The Police State Is Not the Answer
While the Demopublican-Republicrat Party continues its political posturing, the assumptions that both have internalized are what need to be excised from the body politic. It is patently absurd to call for more surveillance in a country where, thanks to Edward Snowden, we now know the following:
* The PRISM program allows “The National Security Agency and the FBI [to tap] directly into the central servers of nine leading U.S. internet companies, extracting audio and video chats, photographs, emails, documents, and connection logs.” According to cybersecurity experts PRISM uses obviously illegal tactics to “circumvent formal legal processes…to seek personal material such as emails, photos and videos.”
* The BLARNEY system is utilized extensively. According to former AT&T technician Mark Klein and former Senior Advisor for Internet Technology at the FCC Scott Marcus, “Using a device called a ‘splitter’ a complete copy of the internet traffic that AT&T receives…is diverted onto a separate fiber-optic cable which is connected to a room which is controlled by the NSA.” Therefore, unlike PRISM, which the government and its apologists attempt to justify as being used to target key individuals, BLARNEY has no such capacity. Rather, it is designed solely to collect data, all internet data, to be used and likely stored.
* The NSA has constructed enormous data storage facilities such as the Utah Data Center in Bluffdale, Utah. [pictured here] As one top security official told Wired, “Everybody’s a target; everybody with communication is a target.”
Naturally, there is not nearly enough space here to detail all of the myriad surveillance programs. But, taking them together with what we know of government funding to private intelligence firms, how could anyone rightly argue that surveillance should be increased? If anything, the enormous expenditure has proven utterly useless.

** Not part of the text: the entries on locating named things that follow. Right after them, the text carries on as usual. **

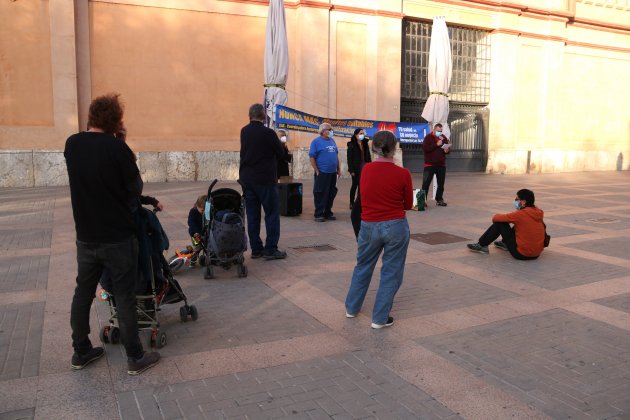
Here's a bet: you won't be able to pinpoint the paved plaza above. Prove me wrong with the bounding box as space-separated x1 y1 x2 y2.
0 172 630 420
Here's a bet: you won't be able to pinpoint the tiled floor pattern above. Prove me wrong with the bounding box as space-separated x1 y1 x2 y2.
118 352 460 419
0 302 44 380
0 255 50 293
418 309 630 419
0 172 630 420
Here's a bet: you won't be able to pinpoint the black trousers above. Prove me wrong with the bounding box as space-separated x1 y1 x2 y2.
313 172 337 217
422 166 446 201
479 222 538 260
350 172 361 204
70 236 144 358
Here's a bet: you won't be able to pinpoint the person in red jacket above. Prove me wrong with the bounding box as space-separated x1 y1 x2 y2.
346 131 413 329
468 189 545 260
422 124 451 207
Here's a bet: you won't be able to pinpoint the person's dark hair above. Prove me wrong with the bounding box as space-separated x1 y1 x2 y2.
516 188 536 207
350 128 363 142
249 104 265 121
88 93 124 134
372 130 397 157
195 195 208 207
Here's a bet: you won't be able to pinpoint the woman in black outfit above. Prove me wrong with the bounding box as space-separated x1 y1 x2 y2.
347 128 369 210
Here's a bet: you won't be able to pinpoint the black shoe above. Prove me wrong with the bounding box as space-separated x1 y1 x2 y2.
263 249 287 261
494 241 509 251
466 243 488 254
127 351 160 375
372 316 394 330
72 347 105 370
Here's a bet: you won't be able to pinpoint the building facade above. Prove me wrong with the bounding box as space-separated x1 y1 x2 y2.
0 0 630 187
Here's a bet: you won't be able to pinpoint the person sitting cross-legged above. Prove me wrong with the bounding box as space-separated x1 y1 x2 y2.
468 189 546 260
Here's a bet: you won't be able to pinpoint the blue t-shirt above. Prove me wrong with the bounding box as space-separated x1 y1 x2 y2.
308 136 339 174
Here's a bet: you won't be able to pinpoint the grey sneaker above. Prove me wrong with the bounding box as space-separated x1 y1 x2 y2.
263 249 287 261
372 316 394 330
72 347 105 370
494 241 509 251
127 351 160 375
466 243 488 254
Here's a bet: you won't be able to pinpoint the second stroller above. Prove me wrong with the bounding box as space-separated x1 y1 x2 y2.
203 179 247 279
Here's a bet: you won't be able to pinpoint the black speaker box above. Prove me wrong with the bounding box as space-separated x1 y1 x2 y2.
278 182 302 216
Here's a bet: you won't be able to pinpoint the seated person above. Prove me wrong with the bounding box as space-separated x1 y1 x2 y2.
468 189 546 260
188 195 208 267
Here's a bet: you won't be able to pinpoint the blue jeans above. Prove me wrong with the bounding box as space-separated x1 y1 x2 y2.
70 236 144 358
313 172 337 217
346 219 409 324
245 183 280 254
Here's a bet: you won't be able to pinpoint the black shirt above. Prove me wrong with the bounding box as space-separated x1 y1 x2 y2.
63 132 142 243
239 121 284 185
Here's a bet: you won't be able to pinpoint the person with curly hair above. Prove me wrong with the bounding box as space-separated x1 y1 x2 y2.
64 94 160 375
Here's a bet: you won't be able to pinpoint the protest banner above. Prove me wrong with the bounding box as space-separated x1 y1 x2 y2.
276 105 431 144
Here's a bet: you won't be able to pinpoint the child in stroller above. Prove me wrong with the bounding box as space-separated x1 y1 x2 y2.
100 207 197 348
168 195 208 273
203 179 247 279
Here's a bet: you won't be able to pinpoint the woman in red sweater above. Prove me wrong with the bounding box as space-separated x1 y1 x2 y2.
468 189 545 260
346 131 413 328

Indeed, the legal framework developed in the post-9/11 era including draconian legislation such as the PATRIOT Act, the National Defense Authorization Act (NDAA), and many others, laid the foundation for the systemic and systematic stripping away of civil liberties and human rights. The technical infrastructure has been steadily evolving since 9/11 as technology continues to improve, providing the intelligence agencies with ever more tools for surveillance and intelligence gathering. The continued, unrestrained neoliberal policy of privatization has created a complex network of companies, contractors, and subcontractors, usually working independently of each other, all in the service of the security state. Finally, the political landscape in the United States has so thoroughly devolved that elected officials are more concerned about stopping the whistleblowers and leakers, than about addressing America’s continued descent into a fascist police state.
Such is the state of the union in 2016. And while the aspiring Mass Murderer-in-Chief Clinton continues to attack the political snake-charmer Trump, and The Donald does what The Donald does, the bodies of 50 innocent people are being laid to rest. Must the values and freedoms that the US allegedly once stood for also be buried?